My name includes three umlauts. It can be written correctly using six plus eleven unicode characters (first and last name). In the early 1990s, I never considered the idea of using my name as an identifier on a computer because most systems back then were still living in a US-ASCII world or the unfortunate ISO/IEC 8859 8-bit extensions, where the interpretation of the code points depends on the context.
Back in the 1990s, when I went to a bank to get a printout of my account status (yes, this is how banks worked back then; they had printers, and you had to visit them physically to check your account), I was always amazed at what came out of the printer. Often umlauts were replaced by curly braces and other fancy symbols. Back then, I used to be an optimist, and I believed that these problems would be overcome at the beginning of the 21st century. After all, the Unicode consortium was established in 1991, and Unicode 1.0 was released in the same year. In 1996, the initial specification of the UTF-8 transformation format was published as RFC 2044. So things looked promising. Sure, banks run mainframes, but give them 20 years and they may have made a transition to unicode.
So here I am in 2025. Most banks have turned into online businesses, and I have not used their printers for a long time (perhaps I should give them a try to see what they are up to meanwhile). The user-facing software provided by the banks appears to be doing well with my name. The banks are meanwhile also validating names against account numbers, and, though not perfect, this seems to work for me reasonably well. Apparently they have managed to transition into a unicode world (or their modern frontends manage to hide the true representation of names on their mainframes).

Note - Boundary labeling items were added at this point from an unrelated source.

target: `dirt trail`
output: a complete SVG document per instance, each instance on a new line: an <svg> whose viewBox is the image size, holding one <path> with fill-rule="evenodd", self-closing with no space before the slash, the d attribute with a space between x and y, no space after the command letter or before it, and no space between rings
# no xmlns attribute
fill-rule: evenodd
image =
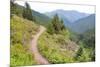
<svg viewBox="0 0 100 67"><path fill-rule="evenodd" d="M46 29L43 26L40 26L37 34L32 36L31 50L32 53L34 54L34 59L38 64L49 64L49 62L39 53L37 47L38 38L45 30Z"/></svg>

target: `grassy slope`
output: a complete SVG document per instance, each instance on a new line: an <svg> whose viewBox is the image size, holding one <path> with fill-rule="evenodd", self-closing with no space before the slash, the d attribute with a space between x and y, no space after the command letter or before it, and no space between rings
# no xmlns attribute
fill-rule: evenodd
<svg viewBox="0 0 100 67"><path fill-rule="evenodd" d="M38 25L18 16L11 18L11 66L36 64L29 51L31 35L36 33Z"/></svg>
<svg viewBox="0 0 100 67"><path fill-rule="evenodd" d="M53 34L45 32L38 42L38 47L43 56L50 63L67 63L74 62L74 55L78 46L69 40L70 33L62 31L61 34ZM70 49L69 49L70 48Z"/></svg>

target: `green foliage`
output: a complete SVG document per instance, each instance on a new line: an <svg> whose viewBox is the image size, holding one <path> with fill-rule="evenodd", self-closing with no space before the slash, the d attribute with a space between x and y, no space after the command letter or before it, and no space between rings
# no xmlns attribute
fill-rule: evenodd
<svg viewBox="0 0 100 67"><path fill-rule="evenodd" d="M22 15L25 19L35 21L33 19L32 10L30 8L30 5L27 2L25 3L25 9L23 9L23 14Z"/></svg>
<svg viewBox="0 0 100 67"><path fill-rule="evenodd" d="M31 35L36 33L38 25L18 16L11 18L11 66L36 64L29 52Z"/></svg>
<svg viewBox="0 0 100 67"><path fill-rule="evenodd" d="M63 20L60 20L58 15L56 14L52 19L51 23L48 25L48 33L59 33L61 30L64 30L65 26Z"/></svg>
<svg viewBox="0 0 100 67"><path fill-rule="evenodd" d="M11 66L23 66L36 64L28 48L22 44L11 45Z"/></svg>
<svg viewBox="0 0 100 67"><path fill-rule="evenodd" d="M75 52L66 49L68 37L67 34L66 36L64 34L51 35L45 32L38 42L40 53L52 64L74 62L72 54Z"/></svg>

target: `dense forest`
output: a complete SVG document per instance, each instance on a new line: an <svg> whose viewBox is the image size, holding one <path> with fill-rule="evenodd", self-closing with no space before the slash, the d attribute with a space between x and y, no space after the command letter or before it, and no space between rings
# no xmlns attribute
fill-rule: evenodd
<svg viewBox="0 0 100 67"><path fill-rule="evenodd" d="M10 7L11 66L38 64L30 41L40 25L46 31L39 37L37 47L50 64L95 61L95 27L77 34L64 25L58 14L49 18L32 10L27 2L20 6L10 1Z"/></svg>

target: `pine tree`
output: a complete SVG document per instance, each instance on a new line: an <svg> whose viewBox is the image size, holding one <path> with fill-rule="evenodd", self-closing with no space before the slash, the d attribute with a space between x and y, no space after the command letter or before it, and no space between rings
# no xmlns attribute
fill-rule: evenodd
<svg viewBox="0 0 100 67"><path fill-rule="evenodd" d="M48 27L49 33L51 31L52 33L56 34L58 34L61 30L65 29L63 20L60 20L57 14L54 16L54 18L51 21L51 24Z"/></svg>
<svg viewBox="0 0 100 67"><path fill-rule="evenodd" d="M30 5L27 2L25 3L25 9L23 10L23 17L28 20L34 21L33 15L32 15L32 10L30 8Z"/></svg>

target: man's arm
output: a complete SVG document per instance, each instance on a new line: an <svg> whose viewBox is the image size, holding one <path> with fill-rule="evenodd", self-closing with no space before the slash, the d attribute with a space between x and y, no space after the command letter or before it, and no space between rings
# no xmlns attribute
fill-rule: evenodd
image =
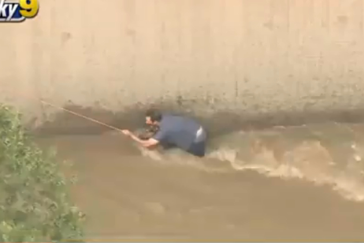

While this is positive news, I am facing problems in the cooperate world where some widely used commercial office software apparently still struggles with unicode and/or the length of my name. Well, perhaps it is not the software per se; perhaps it is the specific setup of the software where identifiers have to interoperate with other “legacy” systems. So I see umlaut characters replaced by other characters, and the result is at times truncated as if we were still living in the 1980s. And to top this, I am given several email addresses in different writing styles, some as aliases, with changing interpretations of which address serves as my primary identifier. This can confuse third-party services with single-sign-on solutions about my identity and the access control policies to apply. As a result, my name keeps IT professionals busy even 25 years into the 21st century.
But to close this note with a positive twist: I am celebrating today the publication of RFC 9911, which ships with my name written with proper umlauts. This shows that evolution of formats and internationalization is indeed possible; it just takes time. And often it takes more time than one would expect.